Frédéric Mitterrand, le 6 septembre 2009 à Seignosse, au campus d'été de l'UMP © Abacapress.com"Se faire traîner dans la boue par le Front national est un honneur." En une seule phrase, le ministre de la Culture, Frédéric Mitterrand, a répondu mercredi à la sortie du Conseil des ministres aux attaques répétées du Front national (FN), qui réclame sa démission pour ses écrits sur le tourisme sexuel. Dans le livre La mauvaise vie, l'actuel ministre confesse son penchant pour les "jeunes garçons" durant ses voyages.
En revanche, "si un député de gauche me traîne dans la boue, c'est une honte pour lui", a ajouté un peu plus tard le ministre de la Culture. Une réponse cette fois aux propos du porte-parole du PS, Benoît Hamon à son encontre. Ce dernier avait qualifié mercredi de "choquant" le livre publié en 2005 par Frédéric Mitterrand qui raconte des épisodes de tourisme sexuel, dénonçant un "ministre consommateur". "C'est bien dommage de pouvoir imaginer que des élus de gauche aillent rejoindre le Front national.

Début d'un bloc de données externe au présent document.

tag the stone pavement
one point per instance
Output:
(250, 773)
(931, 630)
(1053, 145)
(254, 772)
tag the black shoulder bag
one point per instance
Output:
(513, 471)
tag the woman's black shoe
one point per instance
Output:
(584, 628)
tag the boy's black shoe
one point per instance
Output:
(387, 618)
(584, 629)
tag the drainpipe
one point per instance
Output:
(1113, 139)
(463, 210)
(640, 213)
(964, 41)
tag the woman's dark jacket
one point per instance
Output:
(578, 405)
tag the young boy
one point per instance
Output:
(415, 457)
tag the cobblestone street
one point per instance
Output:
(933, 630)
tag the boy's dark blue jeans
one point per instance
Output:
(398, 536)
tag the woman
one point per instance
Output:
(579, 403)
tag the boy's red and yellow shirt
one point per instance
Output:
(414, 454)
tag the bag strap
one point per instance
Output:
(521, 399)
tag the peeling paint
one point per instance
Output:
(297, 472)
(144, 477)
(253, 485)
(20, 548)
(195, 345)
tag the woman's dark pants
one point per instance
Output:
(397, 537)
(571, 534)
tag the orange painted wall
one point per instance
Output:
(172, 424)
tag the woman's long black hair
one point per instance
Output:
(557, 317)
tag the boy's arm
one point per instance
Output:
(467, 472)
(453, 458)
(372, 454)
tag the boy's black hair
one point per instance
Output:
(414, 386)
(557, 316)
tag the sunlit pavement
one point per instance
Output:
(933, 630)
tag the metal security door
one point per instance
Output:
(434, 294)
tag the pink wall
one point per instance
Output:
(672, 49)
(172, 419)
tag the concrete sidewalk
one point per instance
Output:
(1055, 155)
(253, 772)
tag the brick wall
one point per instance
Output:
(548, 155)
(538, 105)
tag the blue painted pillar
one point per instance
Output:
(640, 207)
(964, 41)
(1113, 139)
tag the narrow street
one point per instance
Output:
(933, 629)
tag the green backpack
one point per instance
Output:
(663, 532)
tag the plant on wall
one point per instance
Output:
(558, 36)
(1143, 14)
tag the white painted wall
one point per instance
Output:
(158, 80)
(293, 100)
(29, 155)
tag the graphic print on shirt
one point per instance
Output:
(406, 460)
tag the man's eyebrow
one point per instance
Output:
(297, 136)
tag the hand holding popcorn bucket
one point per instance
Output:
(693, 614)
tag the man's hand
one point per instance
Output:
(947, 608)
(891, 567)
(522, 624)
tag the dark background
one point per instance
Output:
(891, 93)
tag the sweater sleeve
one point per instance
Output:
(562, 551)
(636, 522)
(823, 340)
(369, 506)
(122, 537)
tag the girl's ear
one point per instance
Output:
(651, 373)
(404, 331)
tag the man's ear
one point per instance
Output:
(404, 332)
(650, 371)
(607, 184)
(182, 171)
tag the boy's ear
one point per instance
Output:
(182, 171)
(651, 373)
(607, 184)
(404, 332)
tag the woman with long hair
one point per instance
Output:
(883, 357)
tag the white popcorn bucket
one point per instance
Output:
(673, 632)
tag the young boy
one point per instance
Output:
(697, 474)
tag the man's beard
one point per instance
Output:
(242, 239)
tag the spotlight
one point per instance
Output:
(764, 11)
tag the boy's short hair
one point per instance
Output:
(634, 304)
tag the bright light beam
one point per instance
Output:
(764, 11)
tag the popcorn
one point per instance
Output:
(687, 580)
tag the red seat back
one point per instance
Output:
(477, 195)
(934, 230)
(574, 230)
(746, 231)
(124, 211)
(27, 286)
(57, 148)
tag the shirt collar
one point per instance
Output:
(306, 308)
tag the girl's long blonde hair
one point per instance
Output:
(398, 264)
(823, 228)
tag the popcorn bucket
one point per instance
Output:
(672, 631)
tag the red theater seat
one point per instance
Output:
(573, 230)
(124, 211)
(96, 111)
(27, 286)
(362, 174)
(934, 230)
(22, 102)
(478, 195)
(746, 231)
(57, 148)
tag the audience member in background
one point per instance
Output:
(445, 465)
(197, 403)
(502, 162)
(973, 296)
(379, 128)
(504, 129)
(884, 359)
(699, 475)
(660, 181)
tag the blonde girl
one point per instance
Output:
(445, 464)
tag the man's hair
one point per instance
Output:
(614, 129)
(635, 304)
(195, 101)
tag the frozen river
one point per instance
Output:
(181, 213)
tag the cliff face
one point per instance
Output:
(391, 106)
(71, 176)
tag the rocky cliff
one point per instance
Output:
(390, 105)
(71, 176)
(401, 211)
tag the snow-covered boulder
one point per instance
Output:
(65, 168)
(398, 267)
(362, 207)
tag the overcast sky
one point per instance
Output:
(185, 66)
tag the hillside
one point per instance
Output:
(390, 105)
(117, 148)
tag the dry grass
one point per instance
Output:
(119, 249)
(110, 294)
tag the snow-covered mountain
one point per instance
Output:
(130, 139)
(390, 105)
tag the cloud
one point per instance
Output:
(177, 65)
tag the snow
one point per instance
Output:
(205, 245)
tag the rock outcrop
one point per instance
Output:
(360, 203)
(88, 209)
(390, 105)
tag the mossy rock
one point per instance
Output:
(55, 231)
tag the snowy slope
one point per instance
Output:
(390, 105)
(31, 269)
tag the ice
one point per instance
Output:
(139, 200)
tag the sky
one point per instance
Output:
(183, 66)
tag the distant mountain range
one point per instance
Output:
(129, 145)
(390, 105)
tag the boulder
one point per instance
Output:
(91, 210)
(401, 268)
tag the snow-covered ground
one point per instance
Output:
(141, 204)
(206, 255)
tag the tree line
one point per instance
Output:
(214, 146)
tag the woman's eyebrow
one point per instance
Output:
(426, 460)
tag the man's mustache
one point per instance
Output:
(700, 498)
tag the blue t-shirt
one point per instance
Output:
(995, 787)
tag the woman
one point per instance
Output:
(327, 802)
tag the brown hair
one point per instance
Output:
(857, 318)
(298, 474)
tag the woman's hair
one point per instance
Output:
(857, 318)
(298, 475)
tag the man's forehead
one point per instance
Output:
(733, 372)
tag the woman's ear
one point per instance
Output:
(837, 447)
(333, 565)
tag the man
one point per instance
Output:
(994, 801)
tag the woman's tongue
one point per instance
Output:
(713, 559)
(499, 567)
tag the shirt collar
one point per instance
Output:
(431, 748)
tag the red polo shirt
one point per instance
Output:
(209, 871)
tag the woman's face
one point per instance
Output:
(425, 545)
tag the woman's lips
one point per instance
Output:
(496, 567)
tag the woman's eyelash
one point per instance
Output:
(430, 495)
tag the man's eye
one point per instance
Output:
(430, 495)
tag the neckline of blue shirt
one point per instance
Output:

Je dois dire que les bras m'en tombent", a déclaré Frédéric Mitterrand à quelques journalistes à l'issue d'une audition devant la commission des Affaires culturelles de l'Assemblée nationale.
La polémique enfle
Et le secrétaire général de l'UMP, Xavier Bertrand, a volé au secours du ministre de la Culture. Trouvant lui aussi "choquant" que le porte-parole du PS "se situe sur le terrain" du FN, il a "dénoncé les propos tenus par Benoît Hamon et le FN. De la part du FN, cela nous surprend moins. De la part de Benoît Hamon, c'est beaucoup plus surprenant et tout aussi choquant". "Quand je vois le Parti socialiste, par la voix de son porte-parole, se situer aujourd'hui sur le terrain de l'extrême droite, franchement où va-t-on ?", a poursuivi Xavier Bertrand, depuis les couloirs de l'Assemblée. "Se servir de la vie privée des gens pour en faire des attaques politiques ou politiciennes, cela me rappelle les pires heures de l'histoire", selon le responsable UMP. "Cela n'a pas de nom. C'est une véritable honte. Le FN ne fait pas cela pas hasard", a-t-il insisté.
Le parti d'extrême-droite, qui a réclamé l'intervention de Nicolas Sarkozy, a lancé une pétition pour exiger la démission du ministre, en invoquant son livre-confession La mauvaise vie, publié en 2005, dans lequel ce dernier raconte des épisodes vécus de tourisme sexuel. La vice-présidente du FN, Marine Le Pen, a estimé que la présence de Frédéric Mitterrand "pose une tache indélébile sur l'ensemble du gouvernement", lors d'une intervention virulente lundi soir à la télévision, au cours de laquelle elle a lu des extraits de l'ouvrage.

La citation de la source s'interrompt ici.